Nos fuimos a Boulevard 9, a Eskua, el gabinete de Fisioterapia y Osteopatía en el que trabajan Cristina Pérez Martínez, Ane Lestón Sáez, Kristobal Gogorza Arroitaonandia y Uxue Laburu Izagirre y acabamos hablando del esternocleidoocipitomastoideo, de plagiocefalia, de los remeros de San Juan, de los parches de colores , de la prevención, de la Medicina Global, de las 500 generaciones que nos separan del primer homínido y de las cinco que sólo han transcurrido desde la Revolución Industrial hasta nuestra era

– Dejadme una línea para volverlo a escribir. Me encanta.
– ¿El qué?
– Lo de esternocleidooccipitomastoideo. ¿Por qué lo hemos citado?
– Al hablar de la plagiocefalia.
– Suena a que alguien le haya copiado, fusilado la cabeza a alguien.
– No, mujer. ‘Plagio’ en griego significa ‘oblicuo’ e indica que bien porque el parto haya sido con herramienta (fórceps) o bien por la postura en la que el bebé duerme, su cráneo, que es realmente de plastilina, se achata, se aplana se deforma un poco. Hasta hace nada la solución era ponerle un casco al niño.
– ¿Integral, jet o quitamultas?
– No te pases… sólo es un molde. Pero hoy ya no es necesario. Se puede solucionar con ejercicios y técnicas de Fisioterapia. El esternocleidooccipitomastoeideo es un músculo de la cara lateral del cuello que hay que fortalecer en esos casos.
– Entendido. Dejadme escribir otra palabra sugerente: Psicosocioneuroendocrinoinmunologia.
– Nosotros decimos PNI.
– Rápido pero poco enredoso.
– Como debe ser.
– Pues no creas que todos los que se dedican a sanarnos asumen esa idea con tanta naturalidad. Y el problema estriba en que como no llegues a la causa real de cualquier dolencia ( que puede ser medioambiental, social, psíquica, nutricional…) corres el riesgo de cronificar al paciente. Le das masajes y más masajes porque padece lumbalgia creyendo que es mecánica y acaso resulta que está provocada por un… estreñimiento.
– ¿Por qué hemos puesto el titular que hemos puesto?
– Tal vez porque hemos hablado del stress que liberaba el hombre del Paleolítico cuando huía de un león.
– ¿?
– Decíamos que en la Prehistoria el Hombre se libraba del stress bien luchando, bien huyendo. Nosotros tenemos que dialogar con él. Nos aprietan por todas partes pero no podemos salir corriendo. Y ese stress no se libera, no hay descarga de adrenalina. Entonces se acumula y se…
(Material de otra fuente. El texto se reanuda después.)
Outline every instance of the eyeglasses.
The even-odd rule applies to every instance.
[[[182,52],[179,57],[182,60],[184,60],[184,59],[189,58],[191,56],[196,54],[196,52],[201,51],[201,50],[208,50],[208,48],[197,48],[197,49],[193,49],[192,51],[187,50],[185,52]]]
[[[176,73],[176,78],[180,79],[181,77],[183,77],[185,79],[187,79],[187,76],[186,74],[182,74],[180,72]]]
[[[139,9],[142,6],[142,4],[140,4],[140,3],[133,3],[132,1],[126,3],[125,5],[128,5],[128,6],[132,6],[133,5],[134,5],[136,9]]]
– Ya. Seguro que era guay correr delante de un león pero nos moríamos mucho antes que ahora.
– En realidad, a la especie le dejamos de interesar en cuanto perdemos la capacidad reproductora. Por eso caemos en picado. Nuestros ancestros se morían antes, sí. Pero porque no había antibióticos o se desangraban. O se los comía el león. No por otra cosa. Imagínate qué sería vivir como ellos, saliendo a buscar la comida, encontrándola sin grasas saturadas. Comeríamos puritita paleodieta, la del cazador, del corredor. Viviríamos sin sedentarismo. Mucho ejercicio y stress del bueno…. pero con los avances de nuestra era. Probablemente sobrevivíamos más allá de los ochenta y cinco pero en plenitud.